20

The coffin maker's wife had been born brave.

She had been a precocious child, never satisfied with the bare minimum of answers. Her mother often recounted the look of knowing Bella had in her eyes, even as an infant.

You were born knowing too much, her mother had said countless times. Knew everything, 'cept how to be afraid.

Bella wasn't fearless, but her curiosity combined with her need to understand the world had often overridden her fear, allowing her to plunge into the unknown.

It was a quality that the coffin maker had always loved about her.

The coffin maker had been born wise.

He'd had an old soul, his gran had said. He was appropriately cautious, and sometimes when the adults around him were speaking, one could find the boy's head tilted, his toys abandoned as he sat and listened and learned.

He'd made plenty of mistakes in his life, surely, but he learned from those mistakes rather quickly and had grown accordingly.

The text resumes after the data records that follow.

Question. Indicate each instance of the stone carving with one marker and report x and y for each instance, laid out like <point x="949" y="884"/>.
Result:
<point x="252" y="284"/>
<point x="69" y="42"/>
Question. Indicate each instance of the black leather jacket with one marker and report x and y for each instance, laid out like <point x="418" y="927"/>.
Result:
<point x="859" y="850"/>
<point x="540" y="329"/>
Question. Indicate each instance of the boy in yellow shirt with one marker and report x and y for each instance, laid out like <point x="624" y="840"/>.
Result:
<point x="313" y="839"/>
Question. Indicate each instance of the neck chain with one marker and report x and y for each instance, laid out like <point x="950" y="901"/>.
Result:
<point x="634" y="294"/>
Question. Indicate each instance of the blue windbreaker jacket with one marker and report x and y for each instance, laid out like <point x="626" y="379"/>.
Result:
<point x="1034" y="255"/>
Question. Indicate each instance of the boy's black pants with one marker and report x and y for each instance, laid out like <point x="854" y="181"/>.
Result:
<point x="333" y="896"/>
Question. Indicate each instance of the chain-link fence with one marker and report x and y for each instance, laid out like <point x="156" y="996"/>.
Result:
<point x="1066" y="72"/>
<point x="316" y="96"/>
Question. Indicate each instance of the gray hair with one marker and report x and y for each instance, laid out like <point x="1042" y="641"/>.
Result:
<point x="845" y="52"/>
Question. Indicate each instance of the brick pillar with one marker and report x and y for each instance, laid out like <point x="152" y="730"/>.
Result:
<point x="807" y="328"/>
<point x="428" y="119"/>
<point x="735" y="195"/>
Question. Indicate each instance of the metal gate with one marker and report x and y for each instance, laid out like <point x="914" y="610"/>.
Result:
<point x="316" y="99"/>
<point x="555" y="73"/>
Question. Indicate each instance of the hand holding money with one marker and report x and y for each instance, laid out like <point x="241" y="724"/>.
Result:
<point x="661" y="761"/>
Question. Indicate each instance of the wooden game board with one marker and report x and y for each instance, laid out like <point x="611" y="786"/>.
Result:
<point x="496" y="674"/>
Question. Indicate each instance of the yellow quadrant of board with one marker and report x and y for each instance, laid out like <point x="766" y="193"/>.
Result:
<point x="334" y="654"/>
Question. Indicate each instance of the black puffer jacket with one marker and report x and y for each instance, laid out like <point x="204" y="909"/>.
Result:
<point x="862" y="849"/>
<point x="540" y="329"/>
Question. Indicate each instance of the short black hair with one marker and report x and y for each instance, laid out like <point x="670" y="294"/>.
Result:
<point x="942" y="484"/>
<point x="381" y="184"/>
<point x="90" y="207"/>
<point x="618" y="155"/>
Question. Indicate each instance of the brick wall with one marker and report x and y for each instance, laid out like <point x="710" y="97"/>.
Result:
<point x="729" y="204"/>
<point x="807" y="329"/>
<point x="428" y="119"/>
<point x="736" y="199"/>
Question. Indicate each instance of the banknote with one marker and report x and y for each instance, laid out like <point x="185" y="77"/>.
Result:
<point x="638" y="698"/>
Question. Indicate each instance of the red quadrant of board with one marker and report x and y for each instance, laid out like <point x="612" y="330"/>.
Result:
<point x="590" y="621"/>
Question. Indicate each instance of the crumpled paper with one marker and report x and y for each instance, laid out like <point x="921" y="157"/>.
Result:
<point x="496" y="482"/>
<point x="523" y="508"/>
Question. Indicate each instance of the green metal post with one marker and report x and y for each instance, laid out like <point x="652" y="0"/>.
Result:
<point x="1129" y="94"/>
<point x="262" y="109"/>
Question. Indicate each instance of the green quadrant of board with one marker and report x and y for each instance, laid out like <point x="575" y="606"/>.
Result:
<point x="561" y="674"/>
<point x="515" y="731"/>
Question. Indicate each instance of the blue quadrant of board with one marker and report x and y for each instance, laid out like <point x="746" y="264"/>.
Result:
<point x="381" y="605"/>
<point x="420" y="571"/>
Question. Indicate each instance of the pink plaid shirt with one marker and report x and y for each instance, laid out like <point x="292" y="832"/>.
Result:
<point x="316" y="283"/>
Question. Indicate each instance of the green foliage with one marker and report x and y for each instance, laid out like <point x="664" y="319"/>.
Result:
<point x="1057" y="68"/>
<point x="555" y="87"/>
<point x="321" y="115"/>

But without his willful wife, the coffin maker was prone to overthinking and rumination over action.

Likewise, without her husband, the coffin maker's wife was impulsive and impatient, prone to rashness that bordered on the reckless.

They forgot these parts of themselves, the ones that were unbalanced without their other half, because so rarely had they spent any sort of time apart.

It had been days since the coffin maker's wife had seen her husband, and she had been left to her own instinct to get him back.

So rather than surveying the glen of the Dead Witch and proceeding with caution, the coffin maker's wife picked up the heaviest branch she could find and charged forward, like a Viking off to battle.

She was glorious and terrifying, and both the apothecarist's apprentice and the orphaned boy watched her in stunned amazement, left standing in the shadows of the woods.

"Witch!" Bella screamed, her branch brandished over her head. "Deliver my husband to me!"

She took in the small glen, pieces of it clicking into place in her fast mind: the disturbed earth by the river, where a stone ring suggested someone had been tending to a fire in the midst of a camp; the rope tied to a lower branch of a tree on the edge of the glen, where likely stores were kept at night. There was no permanent dwelling. Whatever was happening here was only meant to be for a short while.

Bella made her way to the campsite, her boots kicking at the dirt in frustration.

She knelt by the fire ring, picking up a second stick to prod at the charred pieces of wood. Some of them were still smoldering underneath, and she swallowed hard, realizing that someone had been here, recently.

Her eyes moved up, taking in the woods around her from her lower angle. She frowned when she saw a second rope tucked high into a tree. This one looked to be holding something up.

Bella stood quickly, dropping the smaller stick as she made her way across the small glen to the tree. She prepared herself to climb then realized her boots would hinder her assent. The dress she could deal with—she'd been climbing in dresses all her life—but the boots would have to go.

She bent over to begin unlacing them.

"Mistress?"

She glanced over her shoulder as her fingers worked the knotted cords of her boots.

"There is something in the tree. I'm going to climb up to grab it," she told the boys.

Jasper's eyes widened as he looked up.

"Please, mistress," Seth said, stepping forward. "Lemme gets it for ya. I'm quick as a squirrel," he promised her. She straightened up, surprised but acquiescing.

In a matter of moments, Seth was pulling himself up into the tree, and with the strength and agility of youth, he was scaling the tree until he reached the parcel.

He untied it carefully, and Jasper positioned himself under the tree to catch it. Seth let it fall and Jasper scooped it up, his arms curling around the package protectively. He set it on the ground as Seth scaled back down, and Bella squatted down, her fingers reaching for the thin twine keeping the parcel wrapped.

They worked to loosen the bindings, and by the time Seth's feet were back on the ground, they had pulled the bundle open.

Bella felt the breath leave her body.

This was not the glen of the Dead Witch at all.